Blackfriars demuestra cómo una infraestructura existente puede transformarse incorporando producción energética sin renunciar a su función principal.
Uno de los aspectos más interesantes del proyecto es precisamente que la estrategia energética se integra en la rehabilitación de una infraestructura histórica, en lugar de plantearse como una actuación independiente.
La estación fue ampliada sobre el propio puente ferroviario, creando nuevos accesos a ambos lados del Támesis y una gran cubierta continua capaz de alojar simultáneamente los andenes, los sistemas técnicos y la instalación fotovoltaica.
La intervención permite leer el puente de otra manera: ya no funciona únicamente como soporte del ferrocarril, sino también como superficie capaz de producir energía.
La actuación de Blackfriars no se limitó a cubrir el edificio con módulos fotovoltaicos. El proyecto incorporó también otras medidas destinadas a reducir el consumo de recursos, como sistemas de iluminación eficiente y recogida y reutilización de agua de lluvia.
La sostenibilidad aparece así integrada dentro del conjunto de decisiones de proyecto: rehabilitación de la estructura existente, mejora del funcionamiento de la estación, generación de energía renovable y reducción del consumo.
Ese enfoque resulta especialmente interesante porque evita entender la sostenibilidad como una tecnología añadida al final del proceso.
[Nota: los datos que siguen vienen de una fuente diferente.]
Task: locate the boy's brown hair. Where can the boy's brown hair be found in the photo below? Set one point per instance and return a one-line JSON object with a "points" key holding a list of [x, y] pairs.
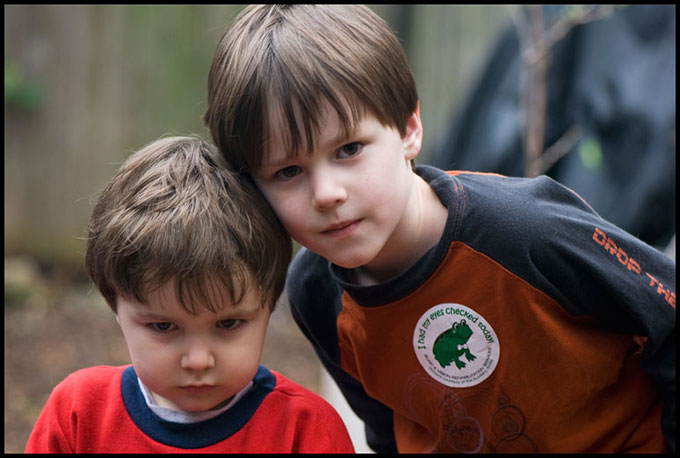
{"points": [[276, 65], [176, 211]]}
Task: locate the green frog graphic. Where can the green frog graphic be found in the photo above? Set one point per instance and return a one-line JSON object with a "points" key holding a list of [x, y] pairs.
{"points": [[452, 343]]}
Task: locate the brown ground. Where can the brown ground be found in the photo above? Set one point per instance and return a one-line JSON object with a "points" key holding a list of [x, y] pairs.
{"points": [[55, 325]]}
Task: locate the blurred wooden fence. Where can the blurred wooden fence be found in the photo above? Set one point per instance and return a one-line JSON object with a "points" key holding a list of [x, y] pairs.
{"points": [[87, 84]]}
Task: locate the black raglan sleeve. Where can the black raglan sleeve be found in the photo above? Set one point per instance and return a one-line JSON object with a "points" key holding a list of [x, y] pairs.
{"points": [[589, 265], [315, 301]]}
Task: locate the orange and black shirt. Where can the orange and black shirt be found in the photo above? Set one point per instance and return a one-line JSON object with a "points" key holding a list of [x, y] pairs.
{"points": [[532, 326]]}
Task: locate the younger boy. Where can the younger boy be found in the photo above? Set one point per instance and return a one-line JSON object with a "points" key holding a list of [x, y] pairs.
{"points": [[192, 261], [458, 312]]}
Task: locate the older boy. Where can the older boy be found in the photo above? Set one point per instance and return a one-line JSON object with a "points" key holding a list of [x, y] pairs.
{"points": [[192, 261], [458, 312]]}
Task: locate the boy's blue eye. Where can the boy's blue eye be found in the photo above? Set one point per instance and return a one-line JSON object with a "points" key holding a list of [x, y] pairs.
{"points": [[162, 326], [288, 172], [229, 324], [350, 149]]}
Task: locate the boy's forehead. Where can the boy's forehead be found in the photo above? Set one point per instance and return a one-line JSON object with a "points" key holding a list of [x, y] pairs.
{"points": [[325, 128], [214, 296]]}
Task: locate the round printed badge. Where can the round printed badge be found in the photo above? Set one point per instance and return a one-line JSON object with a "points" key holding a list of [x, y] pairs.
{"points": [[455, 345]]}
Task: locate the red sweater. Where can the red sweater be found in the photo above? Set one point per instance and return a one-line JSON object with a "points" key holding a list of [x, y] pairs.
{"points": [[101, 409]]}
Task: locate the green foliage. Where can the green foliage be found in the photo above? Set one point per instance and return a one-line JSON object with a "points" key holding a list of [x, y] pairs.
{"points": [[590, 153], [19, 93]]}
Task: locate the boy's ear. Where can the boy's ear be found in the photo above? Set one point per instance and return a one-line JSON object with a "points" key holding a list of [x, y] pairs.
{"points": [[413, 139]]}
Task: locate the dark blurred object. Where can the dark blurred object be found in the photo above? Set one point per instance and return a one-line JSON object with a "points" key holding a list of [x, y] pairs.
{"points": [[611, 88]]}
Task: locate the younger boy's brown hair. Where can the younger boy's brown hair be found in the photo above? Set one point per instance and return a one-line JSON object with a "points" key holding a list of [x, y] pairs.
{"points": [[276, 65], [176, 211]]}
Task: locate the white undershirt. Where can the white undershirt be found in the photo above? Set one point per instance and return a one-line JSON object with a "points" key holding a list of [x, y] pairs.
{"points": [[179, 416]]}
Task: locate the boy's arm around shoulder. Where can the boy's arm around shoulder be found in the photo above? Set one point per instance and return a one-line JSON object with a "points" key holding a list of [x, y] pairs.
{"points": [[593, 267], [315, 301]]}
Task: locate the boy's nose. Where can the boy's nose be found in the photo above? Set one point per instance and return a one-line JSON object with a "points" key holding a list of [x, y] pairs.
{"points": [[327, 192], [197, 358]]}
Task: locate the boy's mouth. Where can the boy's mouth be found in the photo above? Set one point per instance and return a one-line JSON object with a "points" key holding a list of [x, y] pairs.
{"points": [[342, 229], [197, 388]]}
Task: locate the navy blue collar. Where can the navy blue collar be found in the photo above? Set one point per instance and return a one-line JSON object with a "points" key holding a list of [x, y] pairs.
{"points": [[194, 435]]}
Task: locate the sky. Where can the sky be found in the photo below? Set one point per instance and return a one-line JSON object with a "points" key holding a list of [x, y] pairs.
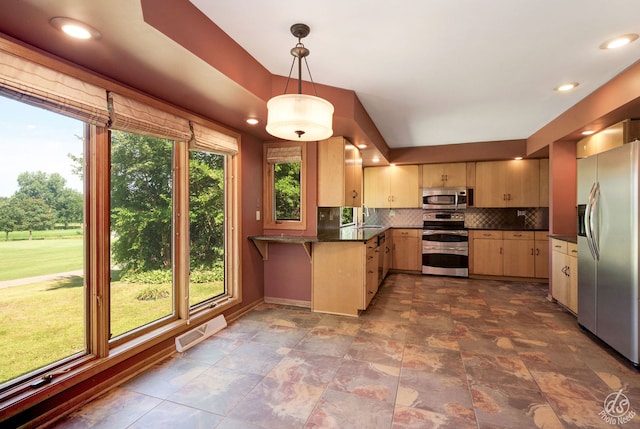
{"points": [[34, 139]]}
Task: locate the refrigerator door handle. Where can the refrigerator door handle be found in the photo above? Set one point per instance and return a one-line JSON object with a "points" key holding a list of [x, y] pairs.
{"points": [[588, 223], [595, 233]]}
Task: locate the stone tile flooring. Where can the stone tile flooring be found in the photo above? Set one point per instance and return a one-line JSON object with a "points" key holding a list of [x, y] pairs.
{"points": [[430, 352]]}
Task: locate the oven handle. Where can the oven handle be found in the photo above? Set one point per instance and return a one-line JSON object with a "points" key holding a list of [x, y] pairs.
{"points": [[462, 251], [445, 231]]}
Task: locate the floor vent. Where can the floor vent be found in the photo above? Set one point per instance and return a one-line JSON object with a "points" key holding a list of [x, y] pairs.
{"points": [[201, 333]]}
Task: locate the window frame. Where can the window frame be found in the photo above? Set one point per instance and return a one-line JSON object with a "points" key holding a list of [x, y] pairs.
{"points": [[105, 364], [269, 189]]}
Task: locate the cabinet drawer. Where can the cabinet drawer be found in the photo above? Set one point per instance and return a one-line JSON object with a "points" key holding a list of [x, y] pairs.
{"points": [[406, 232], [518, 235], [541, 235], [496, 235], [559, 246]]}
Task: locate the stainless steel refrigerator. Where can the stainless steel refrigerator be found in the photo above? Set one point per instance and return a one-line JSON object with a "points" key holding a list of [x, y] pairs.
{"points": [[608, 240]]}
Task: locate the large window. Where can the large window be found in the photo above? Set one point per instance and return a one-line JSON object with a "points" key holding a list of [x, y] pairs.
{"points": [[42, 293], [141, 231], [113, 232], [206, 226], [285, 181]]}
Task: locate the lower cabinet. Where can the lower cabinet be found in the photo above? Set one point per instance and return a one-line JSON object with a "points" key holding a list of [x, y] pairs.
{"points": [[345, 276], [564, 274], [510, 253], [407, 249]]}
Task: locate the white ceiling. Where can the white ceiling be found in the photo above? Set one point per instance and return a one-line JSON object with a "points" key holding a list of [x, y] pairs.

La instalación solar forma parte de la propia arquitectura de la nueva estación y de su manera de funcionar.
La gran cubierta fotovoltaica transformó también la presencia de la estación sobre el Támesis. Vista desde el río, la superficie solar se convierte en uno de los elementos más reconocibles del conjunto y hace visible una infraestructura energética que normalmente permanecería oculta.
Cuando se completó en 2014, Blackfriars fue presentada como el mayor puente solar del mundo. Más allá de ese récord, el interés del proyecto está en demostrar que las infraestructuras existentes pueden adaptarse, mejorar su comportamiento energético y asumir nuevas funciones sin necesidad de sustituirlas completamente.